No entanto, com as restrições nas alocações orçamentárias devido ao impasse político, o governo não pode aproveitar as crescentes reservas de riqueza acumuladas nos últimos meses, pois os ministérios do governo estão lutando contra os déficits orçamentários.
O Ministério da Eletricidade do Iraque anunciou recentemente um estado de emergência, já que o país continua lutando com os picos de demanda de energia no verão e um fornecimento de energia menos do que adequado.
O ministério anunciou em 30 de julho que havia alcançado um nível de fornecimento sem precedentes, com produção de energia atingindo 23,25 gigawatts, o que ainda está muito abaixo da quantidade de energia necessária para as pessoas enfrentarem o verão rigoroso. Segundo o ministério, a demanda de eletricidade no verão de 2022 atingirá um recorde de 34,18 gigawatts.
‘Simplesmente impossível fazer qualquer coisa’
Existem várias causas para a falta de energia, disse Yaser al-Maleki, economista de energia e analista do Golfo da Pesquisa Econômica do Oriente Médio.
“[There are] usinas antigas que enfrentam dificuldades mecânicas, ou usinas que deveriam funcionar com gás, mas agora estão funcionando com óleo líquido”, disse al-Maleki à Al Jazeera.
“Mas, ao mesmo tempo, o ministério simplesmente não está preparado para as demandas do verão porque não tem orçamento.

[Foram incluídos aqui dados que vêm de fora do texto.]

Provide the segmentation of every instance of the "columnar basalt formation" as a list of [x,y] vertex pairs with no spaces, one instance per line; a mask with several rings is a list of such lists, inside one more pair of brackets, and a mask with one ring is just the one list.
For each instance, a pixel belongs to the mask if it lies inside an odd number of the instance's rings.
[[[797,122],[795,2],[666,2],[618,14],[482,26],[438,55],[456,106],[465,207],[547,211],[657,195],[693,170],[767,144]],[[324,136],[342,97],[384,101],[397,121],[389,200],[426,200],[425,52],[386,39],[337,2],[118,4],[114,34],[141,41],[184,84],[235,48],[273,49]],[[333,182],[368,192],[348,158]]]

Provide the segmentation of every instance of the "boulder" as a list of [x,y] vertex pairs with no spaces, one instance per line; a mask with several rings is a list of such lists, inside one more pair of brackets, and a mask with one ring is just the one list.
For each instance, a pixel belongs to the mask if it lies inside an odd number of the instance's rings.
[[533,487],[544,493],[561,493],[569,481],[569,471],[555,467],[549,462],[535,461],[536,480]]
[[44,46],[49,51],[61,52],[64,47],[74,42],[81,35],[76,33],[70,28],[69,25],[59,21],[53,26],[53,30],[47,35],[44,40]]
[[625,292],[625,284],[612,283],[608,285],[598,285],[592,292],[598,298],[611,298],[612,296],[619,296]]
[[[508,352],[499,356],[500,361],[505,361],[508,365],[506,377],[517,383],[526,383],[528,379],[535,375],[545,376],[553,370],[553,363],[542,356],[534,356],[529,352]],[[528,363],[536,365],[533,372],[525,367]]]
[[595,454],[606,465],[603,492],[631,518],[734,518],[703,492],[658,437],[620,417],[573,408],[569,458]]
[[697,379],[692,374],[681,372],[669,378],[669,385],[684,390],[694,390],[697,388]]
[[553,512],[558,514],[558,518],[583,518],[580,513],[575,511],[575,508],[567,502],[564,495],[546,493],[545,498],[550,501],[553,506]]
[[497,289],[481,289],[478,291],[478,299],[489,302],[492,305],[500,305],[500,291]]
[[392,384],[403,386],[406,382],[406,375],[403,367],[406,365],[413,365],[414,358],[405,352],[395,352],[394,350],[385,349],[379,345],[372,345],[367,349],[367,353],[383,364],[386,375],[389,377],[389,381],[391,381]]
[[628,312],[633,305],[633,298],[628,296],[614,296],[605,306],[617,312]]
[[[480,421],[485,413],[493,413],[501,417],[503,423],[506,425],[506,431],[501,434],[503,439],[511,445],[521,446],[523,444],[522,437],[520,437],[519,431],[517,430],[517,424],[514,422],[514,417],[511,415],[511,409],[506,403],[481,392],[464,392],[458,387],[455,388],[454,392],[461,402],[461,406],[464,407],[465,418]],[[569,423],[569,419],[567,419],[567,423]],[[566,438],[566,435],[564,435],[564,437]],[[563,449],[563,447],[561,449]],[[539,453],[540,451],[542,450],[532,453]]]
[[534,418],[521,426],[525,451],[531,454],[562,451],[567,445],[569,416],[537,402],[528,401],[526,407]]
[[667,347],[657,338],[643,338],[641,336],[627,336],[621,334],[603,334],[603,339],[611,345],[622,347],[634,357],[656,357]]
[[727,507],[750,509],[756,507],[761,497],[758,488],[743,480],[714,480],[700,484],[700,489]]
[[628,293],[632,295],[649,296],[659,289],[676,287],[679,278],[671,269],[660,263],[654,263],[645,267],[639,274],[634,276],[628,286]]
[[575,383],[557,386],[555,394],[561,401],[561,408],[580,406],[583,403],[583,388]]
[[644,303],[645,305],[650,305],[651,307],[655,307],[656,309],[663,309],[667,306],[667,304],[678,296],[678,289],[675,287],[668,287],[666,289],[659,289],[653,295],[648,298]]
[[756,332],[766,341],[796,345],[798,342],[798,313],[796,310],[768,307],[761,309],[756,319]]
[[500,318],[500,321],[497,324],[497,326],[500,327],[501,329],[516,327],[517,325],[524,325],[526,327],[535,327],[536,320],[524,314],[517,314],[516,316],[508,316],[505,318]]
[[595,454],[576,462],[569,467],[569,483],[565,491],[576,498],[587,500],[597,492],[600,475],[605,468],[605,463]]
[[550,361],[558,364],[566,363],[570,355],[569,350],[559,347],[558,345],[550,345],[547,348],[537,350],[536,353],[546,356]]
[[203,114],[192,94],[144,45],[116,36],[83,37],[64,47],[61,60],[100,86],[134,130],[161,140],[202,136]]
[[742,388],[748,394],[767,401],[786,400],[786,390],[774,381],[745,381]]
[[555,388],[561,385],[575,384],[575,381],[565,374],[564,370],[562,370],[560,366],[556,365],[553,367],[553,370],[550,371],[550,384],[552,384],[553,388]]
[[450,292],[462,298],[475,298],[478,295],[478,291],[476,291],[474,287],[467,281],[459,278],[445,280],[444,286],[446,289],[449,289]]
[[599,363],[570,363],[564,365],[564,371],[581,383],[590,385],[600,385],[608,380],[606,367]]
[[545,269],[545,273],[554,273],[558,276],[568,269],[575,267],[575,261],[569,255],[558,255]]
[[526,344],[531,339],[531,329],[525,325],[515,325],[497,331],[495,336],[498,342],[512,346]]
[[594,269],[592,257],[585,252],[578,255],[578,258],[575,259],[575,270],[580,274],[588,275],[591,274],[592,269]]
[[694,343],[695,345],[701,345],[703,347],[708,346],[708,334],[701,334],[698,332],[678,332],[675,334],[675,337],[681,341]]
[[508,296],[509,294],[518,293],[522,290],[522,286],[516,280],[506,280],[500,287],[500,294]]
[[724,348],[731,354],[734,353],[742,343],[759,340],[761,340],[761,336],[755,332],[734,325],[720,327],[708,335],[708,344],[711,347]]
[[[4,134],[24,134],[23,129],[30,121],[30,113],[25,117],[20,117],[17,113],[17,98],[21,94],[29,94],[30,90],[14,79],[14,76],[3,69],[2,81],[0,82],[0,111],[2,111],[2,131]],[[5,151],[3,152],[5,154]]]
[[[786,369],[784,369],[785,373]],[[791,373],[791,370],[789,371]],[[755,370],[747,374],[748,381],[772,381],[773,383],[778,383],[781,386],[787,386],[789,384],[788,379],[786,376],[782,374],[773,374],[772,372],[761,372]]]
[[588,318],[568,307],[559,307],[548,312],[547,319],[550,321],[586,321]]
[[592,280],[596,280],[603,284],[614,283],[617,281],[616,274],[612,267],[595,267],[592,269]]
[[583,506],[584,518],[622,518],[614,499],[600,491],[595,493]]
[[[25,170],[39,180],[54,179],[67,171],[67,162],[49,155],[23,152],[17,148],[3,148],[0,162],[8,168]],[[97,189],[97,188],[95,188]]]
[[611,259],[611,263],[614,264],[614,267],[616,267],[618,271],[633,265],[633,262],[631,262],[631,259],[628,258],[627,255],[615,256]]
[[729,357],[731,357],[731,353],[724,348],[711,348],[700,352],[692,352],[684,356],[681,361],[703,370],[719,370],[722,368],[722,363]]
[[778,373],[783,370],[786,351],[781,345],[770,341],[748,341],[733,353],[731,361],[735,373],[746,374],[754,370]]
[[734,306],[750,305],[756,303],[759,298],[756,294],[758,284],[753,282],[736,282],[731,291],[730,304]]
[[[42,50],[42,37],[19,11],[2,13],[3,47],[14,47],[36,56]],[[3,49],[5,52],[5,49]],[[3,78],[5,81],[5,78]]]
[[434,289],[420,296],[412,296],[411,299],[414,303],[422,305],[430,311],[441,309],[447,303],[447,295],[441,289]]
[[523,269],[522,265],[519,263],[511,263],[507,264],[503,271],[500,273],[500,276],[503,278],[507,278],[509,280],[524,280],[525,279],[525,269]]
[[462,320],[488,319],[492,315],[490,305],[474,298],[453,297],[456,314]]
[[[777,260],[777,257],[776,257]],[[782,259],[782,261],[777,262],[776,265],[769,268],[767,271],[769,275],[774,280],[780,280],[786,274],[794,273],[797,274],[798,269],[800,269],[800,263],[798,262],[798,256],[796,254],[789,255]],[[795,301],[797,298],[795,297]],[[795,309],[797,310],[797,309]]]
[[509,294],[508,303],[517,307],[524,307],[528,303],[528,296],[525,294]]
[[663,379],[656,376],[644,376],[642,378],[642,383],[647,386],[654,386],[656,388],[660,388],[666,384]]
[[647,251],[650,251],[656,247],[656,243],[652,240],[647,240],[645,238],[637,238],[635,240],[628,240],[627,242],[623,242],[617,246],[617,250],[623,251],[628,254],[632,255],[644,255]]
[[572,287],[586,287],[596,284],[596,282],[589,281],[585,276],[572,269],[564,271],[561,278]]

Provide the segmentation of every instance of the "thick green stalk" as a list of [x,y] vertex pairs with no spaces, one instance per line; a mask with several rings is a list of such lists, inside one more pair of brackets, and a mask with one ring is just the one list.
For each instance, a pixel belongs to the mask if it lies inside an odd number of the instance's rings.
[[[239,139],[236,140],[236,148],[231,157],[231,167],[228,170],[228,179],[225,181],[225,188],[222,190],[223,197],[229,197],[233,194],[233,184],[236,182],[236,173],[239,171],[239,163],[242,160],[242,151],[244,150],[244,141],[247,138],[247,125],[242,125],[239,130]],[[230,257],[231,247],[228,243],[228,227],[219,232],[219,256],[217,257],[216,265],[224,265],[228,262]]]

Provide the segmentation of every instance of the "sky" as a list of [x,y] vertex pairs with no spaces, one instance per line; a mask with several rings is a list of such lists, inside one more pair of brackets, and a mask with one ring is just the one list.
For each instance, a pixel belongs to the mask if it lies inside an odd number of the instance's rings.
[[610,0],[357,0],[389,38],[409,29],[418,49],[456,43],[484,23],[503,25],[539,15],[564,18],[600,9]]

“O que eles vão fazer no verão de 2023, quando a demanda vai aumentar – vamos passar por mais duzentos dias sem um governo?” ele perguntou.

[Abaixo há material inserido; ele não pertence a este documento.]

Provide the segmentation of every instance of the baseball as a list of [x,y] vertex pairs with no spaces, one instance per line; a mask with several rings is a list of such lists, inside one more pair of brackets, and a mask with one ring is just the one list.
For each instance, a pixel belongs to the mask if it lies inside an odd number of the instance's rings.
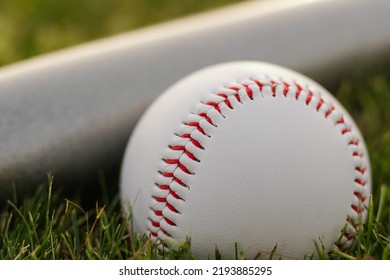
[[128,143],[120,194],[134,231],[191,240],[200,259],[302,259],[354,243],[371,193],[368,153],[313,80],[262,62],[197,71],[165,91]]

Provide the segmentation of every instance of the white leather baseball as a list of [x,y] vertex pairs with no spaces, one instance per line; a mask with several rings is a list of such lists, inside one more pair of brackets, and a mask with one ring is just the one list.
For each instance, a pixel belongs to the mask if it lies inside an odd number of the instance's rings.
[[367,215],[364,140],[311,79],[260,62],[212,66],[162,94],[135,128],[121,198],[136,232],[191,238],[198,258],[310,256],[354,240]]

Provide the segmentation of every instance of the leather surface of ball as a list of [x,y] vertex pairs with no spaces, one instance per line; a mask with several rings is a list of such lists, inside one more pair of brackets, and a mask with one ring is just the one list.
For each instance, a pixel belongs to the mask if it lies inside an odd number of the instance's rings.
[[[121,199],[160,246],[200,259],[302,259],[348,249],[367,216],[368,153],[323,87],[263,62],[199,70],[166,90],[129,140]],[[343,228],[346,230],[343,232]]]

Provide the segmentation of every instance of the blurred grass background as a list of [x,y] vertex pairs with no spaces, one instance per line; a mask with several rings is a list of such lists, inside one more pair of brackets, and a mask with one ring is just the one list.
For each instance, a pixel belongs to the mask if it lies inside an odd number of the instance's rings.
[[243,0],[1,0],[0,66]]

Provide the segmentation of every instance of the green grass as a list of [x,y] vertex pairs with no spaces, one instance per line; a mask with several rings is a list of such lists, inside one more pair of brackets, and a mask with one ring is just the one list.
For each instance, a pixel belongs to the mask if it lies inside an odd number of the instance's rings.
[[53,193],[52,186],[49,175],[48,185],[31,197],[7,201],[0,216],[0,259],[192,258],[188,243],[180,250],[159,252],[145,236],[134,236],[118,195],[83,209]]
[[[179,249],[161,252],[147,237],[133,234],[131,218],[123,214],[118,196],[108,204],[97,201],[95,207],[83,209],[75,201],[52,193],[51,180],[49,177],[49,187],[38,188],[19,204],[7,201],[0,216],[0,259],[195,259],[190,240]],[[352,251],[342,252],[334,246],[327,254],[318,243],[313,257],[390,259],[390,190],[382,186],[381,191],[381,202],[376,208],[371,205],[369,219]],[[273,258],[278,259],[275,249]],[[213,257],[220,256],[216,251]],[[245,252],[237,249],[236,259],[246,259]]]
[[[237,0],[3,0],[0,65],[230,2]],[[350,73],[334,89],[366,139],[373,198],[357,246],[350,252],[335,247],[328,255],[318,244],[319,258],[390,259],[390,71],[380,69]],[[132,234],[117,178],[107,184],[102,177],[100,185],[85,189],[64,188],[73,193],[57,188],[52,179],[34,194],[14,194],[0,202],[0,259],[194,258],[189,240],[178,250],[160,252],[145,236]],[[91,190],[98,193],[92,203],[85,199]],[[239,250],[236,255],[246,257]]]

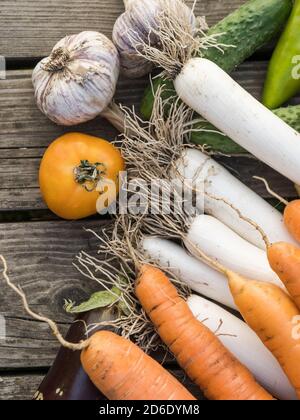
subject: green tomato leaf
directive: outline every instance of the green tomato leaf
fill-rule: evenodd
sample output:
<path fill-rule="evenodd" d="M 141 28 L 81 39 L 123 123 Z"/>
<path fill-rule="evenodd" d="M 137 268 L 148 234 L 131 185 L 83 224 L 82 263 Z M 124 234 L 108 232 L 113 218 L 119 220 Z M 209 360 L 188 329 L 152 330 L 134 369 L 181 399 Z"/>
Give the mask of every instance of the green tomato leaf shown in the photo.
<path fill-rule="evenodd" d="M 105 308 L 113 305 L 121 296 L 121 291 L 116 287 L 113 287 L 110 292 L 104 290 L 102 292 L 96 292 L 86 302 L 75 306 L 74 302 L 65 301 L 65 311 L 70 314 L 80 314 L 88 312 L 93 309 Z"/>

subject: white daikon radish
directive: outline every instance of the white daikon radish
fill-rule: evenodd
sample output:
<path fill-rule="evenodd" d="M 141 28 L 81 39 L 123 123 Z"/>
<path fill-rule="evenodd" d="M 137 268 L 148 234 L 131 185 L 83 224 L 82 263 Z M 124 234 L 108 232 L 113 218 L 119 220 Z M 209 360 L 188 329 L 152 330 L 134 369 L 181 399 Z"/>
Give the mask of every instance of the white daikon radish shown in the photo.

A falta de fornecimento de energia adequado está sendo sentida em toda a sociedade iraquiana, onde muitos foram privados dos meios para se refrescar à medida que as temperaturas aumentam.
Nas províncias do sul do Iraque, incluindo Basra, na noite de 5 de agosto, quando a temperatura ficou acima de 40 graus Celsius, um mau funcionamento atingiu a linha de energia de Basra que alimenta Nasiriya, levando ao desligamento completo de todas as usinas de Basra. A cidade foi mergulhada na escuridão antes que a energia fosse gradualmente restaurada nas primeiras horas de 6 de agosto.
Há uma persistente falta de energia na capital também. No distrito de Mustansiriyah, no nordeste de Bagdá, por exemplo, a rede nacional só conseguiu fornecer às famílias cerca de seis a oito horas de eletricidade por dia, segundo vários moradores.
Para famílias em melhor situação, geradores privados podem preencher as lacunas de energia. O custo de funcionamento dos geradores varia, com base na quantidade de energia consumida, mas muitas pessoas que falaram com a Al Jazeera disseram que poderiam gastar entre US$ 100 e US$ 150 por mês para um fornecimento de eletricidade relativamente estável.
Ahmad al-Zangana, morador do distrito, disse que usa um gerador para manter uma máquina de ar condicionado funcionando à noite.
“Mas isso me custa US$ 150 por mês – só faço isso no verão porque é muito caro”, disse ele.
Para a grande maioria, pagar um preço tão alto pela eletricidade gerada de forma privada não é uma opção. Eles devem encontrar maneiras de suportar o calor.
![Um menino derrama água em sua reunião Muqtada al-Sadr para a oração em massa de sexta-feira em 5 de agosto de 2022 [Alaa al-Marjani/Reuters]](https://www.aljazeera.com/wp-content/uploads/2022/08/2022-08-05T120539Z_883698779_RC2CQV9457GC_RTRMADP_3_IRAQ-POLITICS-SADR-PRAYER.jpg?w=770&resize=770%2C513)
Yaser Zalzaly, junto com sua esposa e dois filhos, sentou-se no Parque Abu Nuwas, às margens do rio Tigre, no centro de Bagdá, depois que o calor do meio-dia começou a diminuir.
Observando seus filhos brincarem na água, Zalzaly contou como o fornecimento de eletricidade em sua casa havia diminuído para apenas quatro horas por dia.
Eram quase 20h e a temperatura ainda estava em 44 graus Celsius.
“É simplesmente impossível fazer qualquer coisa em casa”, disse ele enquanto usava uma revista como ventilador para gerar uma brisa.
“Viemos aqui todas as noites apenas para deixar o calor preso em nossa casa.”